As I prepare my ego for an unsuspected retreat --moving back home to Olympia with my parents-- I reflect on the concept of "home".
What is home? Is a house a home?
I'm reading a book called Life Would be Perfect if I Lived in That House, in which the author says, "if there's anything I've learned over the many years and many moves, it's this: a house is not the same as a home. Despite certain Muzak-sounding catchphrases of the real estate world -- "home buyer," "home sales," "home loans" -- the words "house" and "home" are not interchangeable. Your buy a house, but you make a home. You do not shop for a "home" anymore than you'd shop for a life."
I've always quarreled with my house. Like siblings, we irritate each other, a sentiment laced with unconditional love and affection. I used to wish my house were one of those new, pale-colored fixtures with white trim, plush carpets, pergo floors, and a perfectly manicured 4x4 backyard.

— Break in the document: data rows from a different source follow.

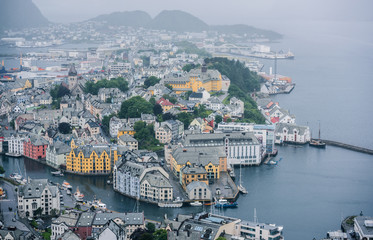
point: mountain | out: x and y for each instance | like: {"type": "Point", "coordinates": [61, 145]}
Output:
{"type": "Point", "coordinates": [128, 18]}
{"type": "Point", "coordinates": [242, 29]}
{"type": "Point", "coordinates": [178, 21]}
{"type": "Point", "coordinates": [16, 14]}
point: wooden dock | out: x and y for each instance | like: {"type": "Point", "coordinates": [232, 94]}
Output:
{"type": "Point", "coordinates": [348, 146]}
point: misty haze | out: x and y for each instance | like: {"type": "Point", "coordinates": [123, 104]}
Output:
{"type": "Point", "coordinates": [185, 120]}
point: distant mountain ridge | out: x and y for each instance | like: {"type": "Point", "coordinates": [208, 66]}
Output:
{"type": "Point", "coordinates": [17, 14]}
{"type": "Point", "coordinates": [179, 21]}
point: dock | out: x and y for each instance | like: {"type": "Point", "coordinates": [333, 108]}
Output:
{"type": "Point", "coordinates": [348, 146]}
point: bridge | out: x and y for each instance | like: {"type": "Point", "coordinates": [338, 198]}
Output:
{"type": "Point", "coordinates": [348, 146]}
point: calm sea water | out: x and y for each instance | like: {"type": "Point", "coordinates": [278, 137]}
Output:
{"type": "Point", "coordinates": [310, 190]}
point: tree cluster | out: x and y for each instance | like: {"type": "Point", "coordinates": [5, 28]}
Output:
{"type": "Point", "coordinates": [151, 81]}
{"type": "Point", "coordinates": [133, 107]}
{"type": "Point", "coordinates": [93, 88]}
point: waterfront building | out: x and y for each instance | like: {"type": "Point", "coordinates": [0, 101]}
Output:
{"type": "Point", "coordinates": [212, 226]}
{"type": "Point", "coordinates": [211, 80]}
{"type": "Point", "coordinates": [239, 147]}
{"type": "Point", "coordinates": [265, 133]}
{"type": "Point", "coordinates": [165, 104]}
{"type": "Point", "coordinates": [155, 186]}
{"type": "Point", "coordinates": [192, 173]}
{"type": "Point", "coordinates": [115, 124]}
{"type": "Point", "coordinates": [292, 133]}
{"type": "Point", "coordinates": [63, 223]}
{"type": "Point", "coordinates": [35, 147]}
{"type": "Point", "coordinates": [213, 159]}
{"type": "Point", "coordinates": [56, 154]}
{"type": "Point", "coordinates": [38, 194]}
{"type": "Point", "coordinates": [15, 144]}
{"type": "Point", "coordinates": [128, 141]}
{"type": "Point", "coordinates": [363, 227]}
{"type": "Point", "coordinates": [163, 134]}
{"type": "Point", "coordinates": [93, 159]}
{"type": "Point", "coordinates": [253, 230]}
{"type": "Point", "coordinates": [126, 130]}
{"type": "Point", "coordinates": [197, 190]}
{"type": "Point", "coordinates": [132, 221]}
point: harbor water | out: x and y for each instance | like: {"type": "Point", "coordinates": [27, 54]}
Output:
{"type": "Point", "coordinates": [310, 190]}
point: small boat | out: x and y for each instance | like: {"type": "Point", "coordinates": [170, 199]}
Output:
{"type": "Point", "coordinates": [78, 195]}
{"type": "Point", "coordinates": [196, 204]}
{"type": "Point", "coordinates": [57, 174]}
{"type": "Point", "coordinates": [171, 204]}
{"type": "Point", "coordinates": [66, 185]}
{"type": "Point", "coordinates": [317, 142]}
{"type": "Point", "coordinates": [223, 203]}
{"type": "Point", "coordinates": [15, 176]}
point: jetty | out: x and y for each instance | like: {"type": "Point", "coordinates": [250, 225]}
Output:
{"type": "Point", "coordinates": [348, 146]}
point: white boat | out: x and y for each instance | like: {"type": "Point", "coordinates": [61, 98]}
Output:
{"type": "Point", "coordinates": [196, 204]}
{"type": "Point", "coordinates": [57, 174]}
{"type": "Point", "coordinates": [78, 195]}
{"type": "Point", "coordinates": [171, 205]}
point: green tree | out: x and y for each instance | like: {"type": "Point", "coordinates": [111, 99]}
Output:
{"type": "Point", "coordinates": [160, 234]}
{"type": "Point", "coordinates": [64, 128]}
{"type": "Point", "coordinates": [218, 119]}
{"type": "Point", "coordinates": [151, 81]}
{"type": "Point", "coordinates": [151, 227]}
{"type": "Point", "coordinates": [157, 109]}
{"type": "Point", "coordinates": [133, 107]}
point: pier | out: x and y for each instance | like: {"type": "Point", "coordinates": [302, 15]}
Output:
{"type": "Point", "coordinates": [348, 146]}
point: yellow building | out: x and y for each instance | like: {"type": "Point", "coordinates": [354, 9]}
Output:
{"type": "Point", "coordinates": [211, 80]}
{"type": "Point", "coordinates": [126, 130]}
{"type": "Point", "coordinates": [90, 159]}
{"type": "Point", "coordinates": [212, 159]}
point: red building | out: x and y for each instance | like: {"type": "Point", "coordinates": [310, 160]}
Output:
{"type": "Point", "coordinates": [35, 147]}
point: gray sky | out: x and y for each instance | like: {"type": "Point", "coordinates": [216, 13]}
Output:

Our house is a litany of never-ending DIY projects. It conjures dust faster than the inside of a Dirt Devil, the windows are never clean, strange stale odors linger from pets past, and the furniture is anything but coordinated. To me, our expansive backyard only meant the chore of lawn-mowing, and the likely probability of stepping in sneaky, hidden dog shit.
I suspect that many, like myself, began to appreciate their childhood home as soon as they left it, either willfully or not. Thanksgiving break of my Freshman year, the familiar living room satisfied my pangs of homesickness and lulled my criticisms. For the time being.
My house is home.
One year, Olympia experienced a week-long power outage. Since our house runs primarily on propane, gathered on blankets near the fireplace, my mom gave myself and my two best girlfriends a most memorable and entertaining sex-talk.
Two years ago this fall, my parents were re-married at the head of our dining room table in an intimate ceremony.
That was the second wedding our home has housed. Not to mention the various parties and potlucks and annual dinner parties that I myself began to host for a few close friends.
And I am teeming with memories and smells from houses of friends. Houses are such intimate portals into family culture, the real innards of a family's dynamic. The magnetic decor on a refrigerator alone can give you extensive insight into a family's values. Houses have discernible smells, usually consisting of a combination of laundry detergent mixed with one parent's prevailing hobby, like skiing or painting.
When I was younger, I loved how if I sniffed an item left in my room, I could almost always discern its rightful owner.
Houses are also not homes. We manicure our lawns, obsessively clean, we decorate and re-decorate. We see our house as a reflections of us, and we want our reflection to be spotless. It's like in those episodes of Hoarders, when the house looks perfectly normal from the outside, but upon opening the door, viewers are exposed to a chaotic and often disgusting mess. Houses allow us to live inside a facade that we can prune or manicure or leave well alone.
Exiting my apartment this morning, the door to my left was slightly ajar, and I couldn't resist the temptation to look inside. Every day, I come home to a short hallway of closed, black doors. I suppose I had assumed that nothing existed beyond the doors. To my surprise there was bright green and yellow wall paper, carpet, tile, and a strong foul smell of cigarettes.
Houses are homes, and so much more. We have evolved to live a domesticated life, inside these structures.
I wonder what a homeless person would say about a house.